The role of ribosomal RNAs in macrolide resistance.

Macrolides are bacteriostatic antibiotics which interfere with the peptidyltransfer function of the ribosome. We have investigated the molecular mechanisms underlying macrolide resistance in Mycobacterium smegmatis, an eubacterium carrying two rRNA operons.

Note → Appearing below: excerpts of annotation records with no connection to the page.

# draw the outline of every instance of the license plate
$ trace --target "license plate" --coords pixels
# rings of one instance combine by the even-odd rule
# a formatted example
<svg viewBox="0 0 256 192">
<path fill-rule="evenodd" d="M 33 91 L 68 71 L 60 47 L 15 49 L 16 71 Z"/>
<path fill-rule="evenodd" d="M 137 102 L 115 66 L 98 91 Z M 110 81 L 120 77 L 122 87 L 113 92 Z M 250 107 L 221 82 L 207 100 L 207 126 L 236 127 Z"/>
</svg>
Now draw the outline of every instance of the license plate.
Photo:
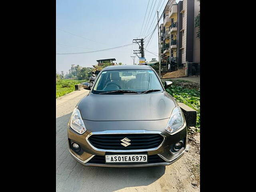
<svg viewBox="0 0 256 192">
<path fill-rule="evenodd" d="M 148 162 L 148 155 L 137 154 L 134 155 L 106 155 L 106 163 L 135 163 Z"/>
</svg>

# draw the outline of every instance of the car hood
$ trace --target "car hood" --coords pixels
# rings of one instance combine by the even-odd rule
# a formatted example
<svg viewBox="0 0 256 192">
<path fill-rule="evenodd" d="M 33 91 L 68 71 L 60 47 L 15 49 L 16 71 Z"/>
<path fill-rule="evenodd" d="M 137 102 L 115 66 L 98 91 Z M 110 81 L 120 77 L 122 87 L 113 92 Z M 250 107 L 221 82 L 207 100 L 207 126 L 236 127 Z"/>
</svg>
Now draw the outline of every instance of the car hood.
<svg viewBox="0 0 256 192">
<path fill-rule="evenodd" d="M 166 91 L 136 94 L 90 93 L 78 108 L 83 119 L 92 121 L 159 120 L 169 118 L 176 106 Z"/>
</svg>

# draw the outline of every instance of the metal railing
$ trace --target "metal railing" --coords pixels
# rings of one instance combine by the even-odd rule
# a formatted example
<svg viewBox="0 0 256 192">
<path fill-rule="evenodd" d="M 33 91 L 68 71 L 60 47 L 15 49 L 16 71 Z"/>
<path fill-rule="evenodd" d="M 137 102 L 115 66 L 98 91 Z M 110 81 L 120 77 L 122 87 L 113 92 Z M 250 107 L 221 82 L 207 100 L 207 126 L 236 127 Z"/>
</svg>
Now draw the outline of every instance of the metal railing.
<svg viewBox="0 0 256 192">
<path fill-rule="evenodd" d="M 164 44 L 163 48 L 170 48 L 170 44 L 168 43 L 165 43 Z"/>
<path fill-rule="evenodd" d="M 171 41 L 171 45 L 176 45 L 176 44 L 177 43 L 176 40 L 172 40 Z"/>
<path fill-rule="evenodd" d="M 173 22 L 171 24 L 171 28 L 177 27 L 177 22 Z"/>
<path fill-rule="evenodd" d="M 172 62 L 176 62 L 176 57 L 171 57 L 170 58 L 170 61 Z"/>
</svg>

Surprisingly, drug resistance was associated not with alterations in ribosomal proteins, but with a single point mutation in the peptidyltransferase region of one of the two 23S RNA genes, i.e. A2058-->G or A2059-->G. This mutation resulted in a heterozygous organism with a mutated and a wild-type rRNA operon respectively. Reverse transcriptase sequencing indicated the expression of both wild-type and mutated rRNAs. The mutated operon was introduced into genetically engineered rrn- strains of M. smegmatis carrying a single functional rRNA operon and into parental M. smegmatis with two chromosomal rRNA operons, using gene transfer as well as gene replacement techniques. The results obtained demonstrate the dominant nature of resistance. As exemplified in our results on macrolide resistance, a complete set of genetic tools is now available, which allows questions of dominance vs. recessivity and gene dosage effects in eubacterial ribosomal nucleic acids to be addressed experimentally in vivo.